Lynn Hershman Leeson: I wanted to note the problems, but I didn't want to get into that negative underbelly. Only some of the people [were engaged in that] – not everybody. It's not meant to be an encyclopedic history. It's about freedom of expression and cultural history. The politics of the time and what was going on simultaneously were important from its genesis to its completion.
AC: The politics of filmmaking and distribution often encourage the sexy sound bite of polemics, but you avoid all that.
LHL: I didn't want to make a film where I sought out the divisiveness but rather [wanted to highlight] what these women accomplished, how inventive they were, how creative and courageous, hopeful in their own reinvention. It's easy to talk about negative things and show fights, but that's part of any movement. What isn't part of every movement is that it broke so much ground. [Women's art] had really not been erased from culture but was never in it. Their own reinvention resulted in changing culture.

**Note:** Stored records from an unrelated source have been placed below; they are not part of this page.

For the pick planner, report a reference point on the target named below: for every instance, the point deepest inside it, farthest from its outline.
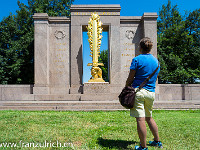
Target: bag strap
(147, 79)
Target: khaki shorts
(143, 104)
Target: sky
(128, 8)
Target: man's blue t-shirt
(145, 64)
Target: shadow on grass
(119, 144)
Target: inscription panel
(128, 48)
(99, 13)
(59, 59)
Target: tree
(104, 59)
(175, 47)
(17, 39)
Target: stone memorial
(58, 60)
(58, 49)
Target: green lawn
(96, 130)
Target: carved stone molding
(130, 34)
(59, 34)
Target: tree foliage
(17, 39)
(104, 59)
(178, 45)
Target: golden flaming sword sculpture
(94, 38)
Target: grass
(98, 129)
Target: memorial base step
(90, 105)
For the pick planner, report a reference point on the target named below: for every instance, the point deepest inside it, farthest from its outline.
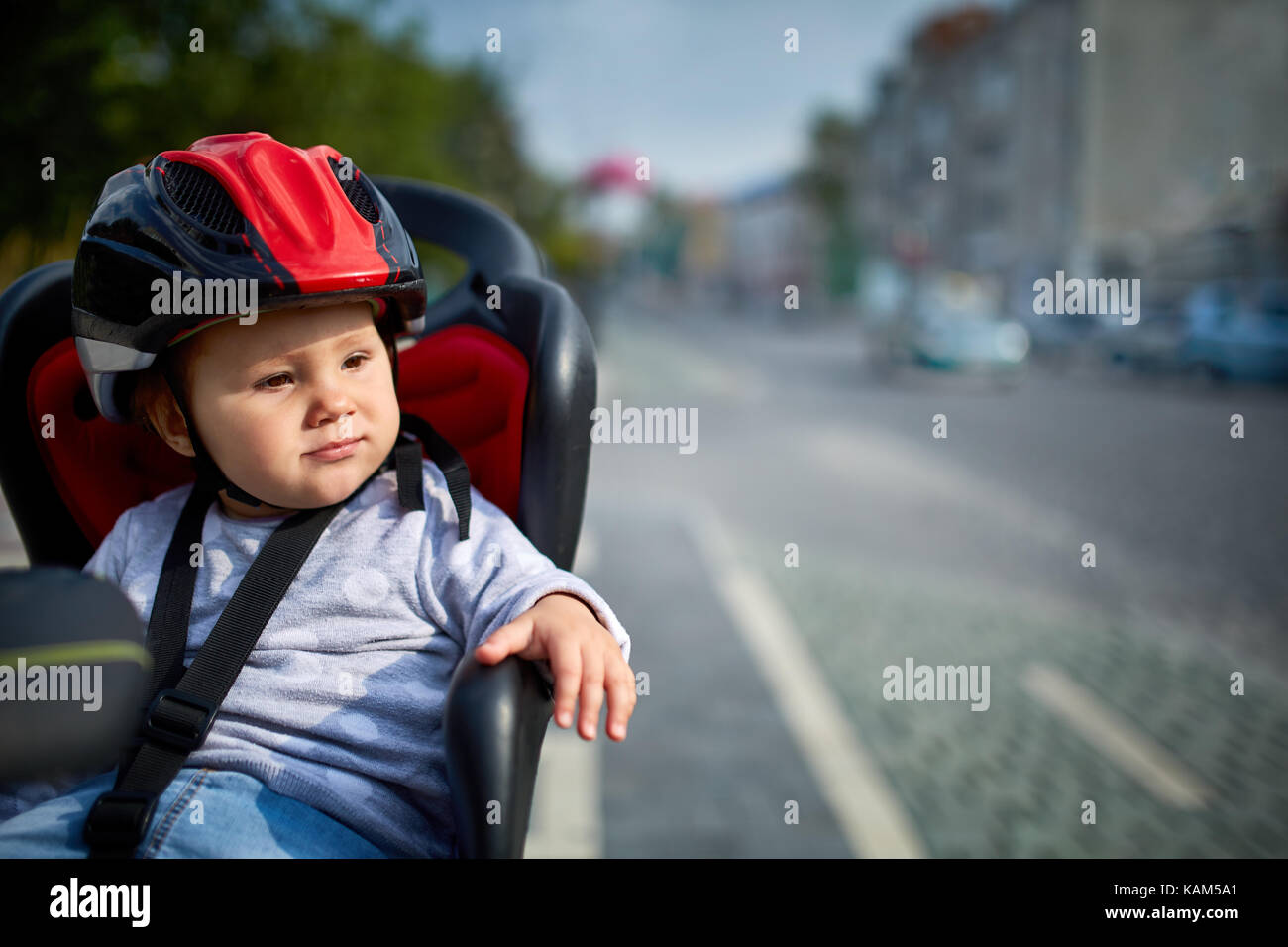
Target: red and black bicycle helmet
(301, 222)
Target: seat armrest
(494, 720)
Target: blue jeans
(204, 813)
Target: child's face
(266, 397)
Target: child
(329, 744)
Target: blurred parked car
(953, 324)
(1153, 346)
(1237, 330)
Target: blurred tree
(104, 85)
(827, 183)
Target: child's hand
(583, 654)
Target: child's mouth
(336, 450)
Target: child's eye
(267, 381)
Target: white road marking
(1117, 737)
(867, 808)
(567, 819)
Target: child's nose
(330, 403)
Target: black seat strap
(178, 719)
(449, 460)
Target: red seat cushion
(469, 382)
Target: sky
(700, 86)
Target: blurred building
(1096, 162)
(773, 241)
(1176, 89)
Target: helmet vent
(357, 193)
(202, 197)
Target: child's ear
(167, 421)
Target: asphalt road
(1109, 685)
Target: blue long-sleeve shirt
(340, 703)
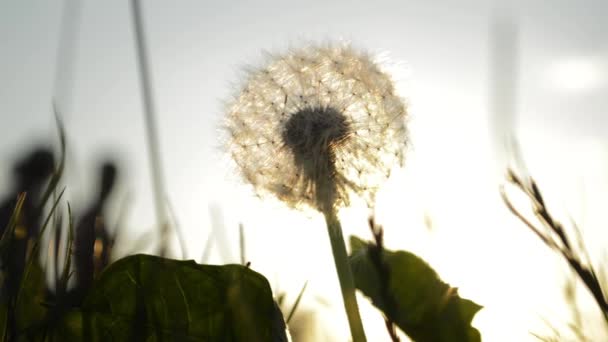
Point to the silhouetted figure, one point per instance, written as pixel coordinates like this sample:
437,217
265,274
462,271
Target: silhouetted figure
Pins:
30,175
93,243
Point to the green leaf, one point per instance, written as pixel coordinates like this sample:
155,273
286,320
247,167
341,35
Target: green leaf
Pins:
415,298
148,298
30,310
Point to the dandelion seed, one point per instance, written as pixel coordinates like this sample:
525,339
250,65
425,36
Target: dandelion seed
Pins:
315,127
335,120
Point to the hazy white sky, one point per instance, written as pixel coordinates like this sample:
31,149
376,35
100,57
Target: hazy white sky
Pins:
439,52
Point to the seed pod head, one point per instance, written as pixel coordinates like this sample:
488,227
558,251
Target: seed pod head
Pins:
316,126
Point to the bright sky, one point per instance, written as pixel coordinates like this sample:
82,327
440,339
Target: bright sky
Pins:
440,55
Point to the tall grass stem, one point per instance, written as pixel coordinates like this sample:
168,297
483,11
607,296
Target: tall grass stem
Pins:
345,276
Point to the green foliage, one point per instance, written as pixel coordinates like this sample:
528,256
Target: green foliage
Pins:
144,297
423,306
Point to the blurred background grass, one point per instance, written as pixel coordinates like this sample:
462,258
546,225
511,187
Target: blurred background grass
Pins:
444,205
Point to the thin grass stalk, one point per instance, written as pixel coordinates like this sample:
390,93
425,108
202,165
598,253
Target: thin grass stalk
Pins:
296,304
149,110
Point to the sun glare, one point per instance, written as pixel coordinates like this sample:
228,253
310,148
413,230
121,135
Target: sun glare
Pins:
576,74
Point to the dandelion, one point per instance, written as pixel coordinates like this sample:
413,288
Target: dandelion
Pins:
316,127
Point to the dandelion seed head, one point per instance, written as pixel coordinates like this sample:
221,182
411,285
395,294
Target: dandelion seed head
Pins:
317,126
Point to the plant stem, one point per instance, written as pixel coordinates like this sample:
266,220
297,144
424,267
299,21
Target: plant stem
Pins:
345,276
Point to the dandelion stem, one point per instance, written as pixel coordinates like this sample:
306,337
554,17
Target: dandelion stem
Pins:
345,276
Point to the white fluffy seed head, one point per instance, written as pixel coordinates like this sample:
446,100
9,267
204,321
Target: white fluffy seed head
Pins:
316,126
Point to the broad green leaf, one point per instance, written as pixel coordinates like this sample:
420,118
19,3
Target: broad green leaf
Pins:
423,306
148,298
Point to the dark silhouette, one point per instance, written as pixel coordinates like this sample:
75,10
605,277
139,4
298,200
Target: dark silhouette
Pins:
92,242
30,175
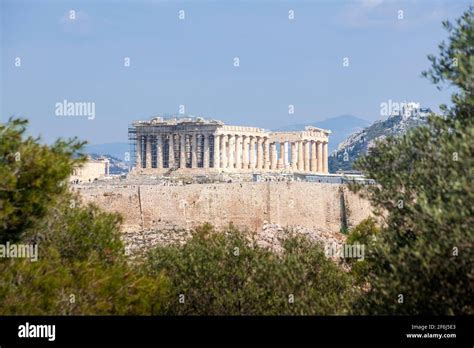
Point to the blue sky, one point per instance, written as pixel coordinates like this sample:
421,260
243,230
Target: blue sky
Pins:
190,62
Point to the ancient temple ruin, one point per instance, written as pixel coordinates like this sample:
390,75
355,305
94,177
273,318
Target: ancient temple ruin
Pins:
196,145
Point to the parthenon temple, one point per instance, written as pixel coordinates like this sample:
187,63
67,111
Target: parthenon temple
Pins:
196,145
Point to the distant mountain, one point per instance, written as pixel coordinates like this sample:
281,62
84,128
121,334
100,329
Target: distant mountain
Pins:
360,142
340,126
116,150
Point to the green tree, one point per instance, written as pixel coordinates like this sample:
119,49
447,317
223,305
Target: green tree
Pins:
81,266
422,262
223,273
32,177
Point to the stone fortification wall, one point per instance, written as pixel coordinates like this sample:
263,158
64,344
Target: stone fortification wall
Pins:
246,205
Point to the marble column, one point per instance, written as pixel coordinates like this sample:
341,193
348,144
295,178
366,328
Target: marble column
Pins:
238,152
294,156
259,153
314,163
245,154
284,151
252,152
300,156
319,147
273,157
217,151
159,152
194,140
182,151
325,158
148,152
231,160
266,154
138,159
306,156
171,151
223,151
205,162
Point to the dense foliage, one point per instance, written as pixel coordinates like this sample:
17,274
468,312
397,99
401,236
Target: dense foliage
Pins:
423,261
221,273
81,266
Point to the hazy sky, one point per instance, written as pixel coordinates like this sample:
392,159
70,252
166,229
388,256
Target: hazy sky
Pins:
190,62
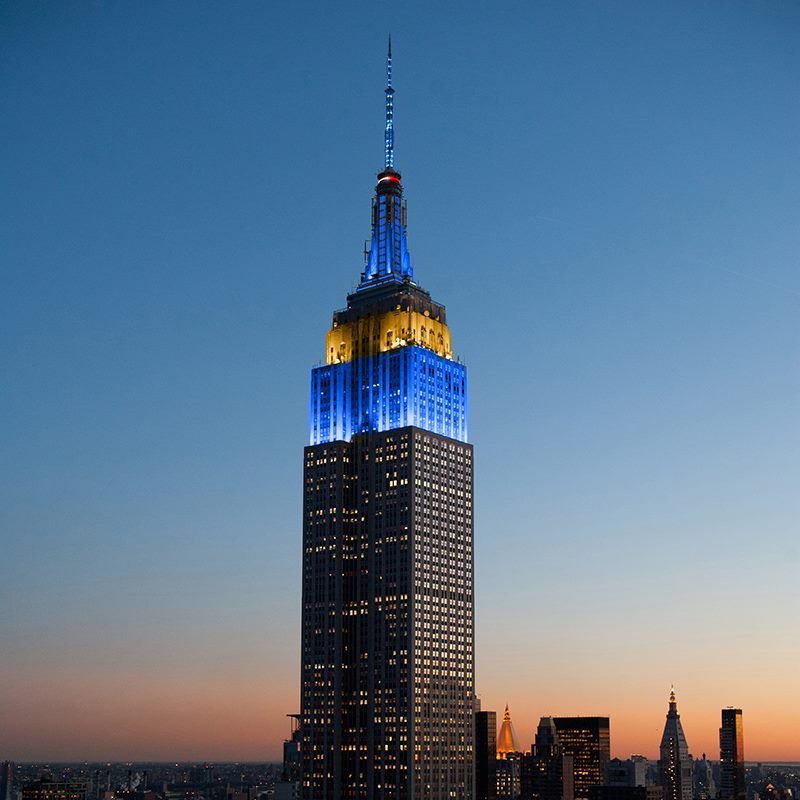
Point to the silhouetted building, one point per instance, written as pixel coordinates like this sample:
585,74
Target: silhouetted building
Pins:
6,780
650,792
630,772
485,755
731,756
674,763
509,760
289,785
588,741
705,787
387,672
547,770
46,789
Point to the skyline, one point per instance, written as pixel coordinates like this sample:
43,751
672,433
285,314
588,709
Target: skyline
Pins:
145,330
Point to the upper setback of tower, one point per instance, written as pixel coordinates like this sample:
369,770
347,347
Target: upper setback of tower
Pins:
388,356
388,310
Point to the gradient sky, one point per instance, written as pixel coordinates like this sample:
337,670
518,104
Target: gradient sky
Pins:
606,197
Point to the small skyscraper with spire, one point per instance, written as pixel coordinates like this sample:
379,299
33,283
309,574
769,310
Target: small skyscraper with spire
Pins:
509,760
387,671
675,769
732,784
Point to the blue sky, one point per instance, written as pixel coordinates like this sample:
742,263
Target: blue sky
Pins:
605,196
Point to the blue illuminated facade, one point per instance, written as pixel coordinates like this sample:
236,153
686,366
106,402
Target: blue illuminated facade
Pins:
389,363
407,386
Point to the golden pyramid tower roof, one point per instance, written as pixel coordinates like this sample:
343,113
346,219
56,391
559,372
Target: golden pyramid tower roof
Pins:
507,741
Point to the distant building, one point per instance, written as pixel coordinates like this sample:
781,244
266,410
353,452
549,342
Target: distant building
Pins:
651,792
588,741
675,763
6,780
45,789
485,755
508,761
705,787
289,787
731,756
547,771
630,772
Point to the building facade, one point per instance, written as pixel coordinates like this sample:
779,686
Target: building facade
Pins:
731,756
387,673
588,741
46,789
547,772
485,755
675,769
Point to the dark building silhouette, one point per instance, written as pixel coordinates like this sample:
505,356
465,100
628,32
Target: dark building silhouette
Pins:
675,764
485,755
6,780
547,772
650,792
387,674
588,741
705,787
731,756
47,789
630,772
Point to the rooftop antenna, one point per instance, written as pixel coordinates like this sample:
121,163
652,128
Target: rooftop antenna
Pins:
389,135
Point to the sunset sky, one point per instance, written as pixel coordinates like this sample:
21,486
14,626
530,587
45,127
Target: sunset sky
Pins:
605,196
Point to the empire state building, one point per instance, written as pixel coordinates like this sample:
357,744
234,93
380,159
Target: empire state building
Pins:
387,676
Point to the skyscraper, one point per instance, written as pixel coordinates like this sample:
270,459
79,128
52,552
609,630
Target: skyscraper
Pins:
731,756
546,770
387,675
588,741
485,755
509,760
674,762
6,780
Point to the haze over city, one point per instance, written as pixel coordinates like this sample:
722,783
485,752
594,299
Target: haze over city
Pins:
606,199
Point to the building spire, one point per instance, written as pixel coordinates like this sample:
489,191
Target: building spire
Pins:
389,134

I wanted the film to be inspirational. I looked at the women as heroic. Every time people mention feminism, people groan. They think it's going to be bitter, mean, angry. I wanted to break the stereotypes.
AC: Did you handpick Carrie Brownstein [Sleater-Kinney, Wild Flag] to score the film?
LHL: My co-producer, Carla Sacks, represents Carrie. Originally I was going to use soundtracks of every era.
AC: She does a good job of creating a long arc of connection between those eras and feminists today. I just saw her new band, Wild Flag, at South by Southwest.
LHL: Yes! And that all happened because of this film. They needed a vocalist, so they called Mary [Timony of Helium and Autoclave], and that gave rise to this group.
AC: Wow! I did not realize that! That feels so torch-passy!
AC: In the film you address what is often dismissed as "the cutting-room floor." You have a project for the 12,345 minutes of extra footage, yes?
LHL: I created two things: the archive at Stanford where you can go and literally look at the complete archive of the interviews. It's over 400 hours, all transcribed and crosslinked.
There's also RAW/WAR, an installation where you can pull up a database of women, an ongoing, living archive that's part of the project [www.rawwar.org].
AFS Documentary Tour presents !Women Art Revolution on Wednesday, April 13, 7pm, at the Alamo Drafthouse at the Ritz (320 E. Sixth) with a Q&A with Lynn Hershman Leeson conducted via Skype. Tickets are $8, general admission; $5, AFS members and students with ID.